Wash, peel and grate all the white radishes. Put the grated radish into a wide frying pan and cook for about 15 to 20 minutes or until the juice from the radish has evaporated. Add in salt and pepper just before turning off the heat. Set aside to cool and prepare the rest of the ingredients.
Cut up the Chinese sausages, shallots and dried shrimps into small pieces.
Heat up one tablespoon of oil in a frying pan. Add in sausages, shallots, garlic and dried shrimps and fry until fragrant. Set aside.
Pour rice flour into a big mixing bowl and add in water. Mix well until there are no lumps of flour in the mixture.
Add in cooled radish and the rest of the fried ingredients. Mix well.
Divide the mixture into two portions and pour it into two greased stainless steel containers.
Add plenty of water into a steamer pot and bring the water to a boil before putting the radish in the steamer pot. Steam each container for 40 to 45 minutes on medium to high heat. Remove and set aside to cool before removing the radish cake from the container.
Cut one of the radish cakes into 2-centimetre-thick slices. Fry the slices on each side for a couple of minutes or until slightly brown. If you want them more crispy, fry them until golden brown. Serve pan-fried radish cakes with tomato sauce, sweet sauce or chilly sauce.

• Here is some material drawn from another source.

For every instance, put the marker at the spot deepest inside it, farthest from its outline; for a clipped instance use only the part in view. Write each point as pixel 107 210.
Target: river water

For Singapore-style, take about six slices of the radish cake and cut them into cubes. Heat up a tablespoon of oil in a frying pan. Add in a teaspoon of garlic and fry until fragrant. Mix in a generous handful of bean sprouts and cook for about half a minute. Add in the radish cake cubes and fry until slightly brown. Add in one tablespoon of dark soy sauce and a lightly beaten egg. Mix and fry until the egg is just cooked. Plate it up and garnish with chopped spring onions. Serve hot.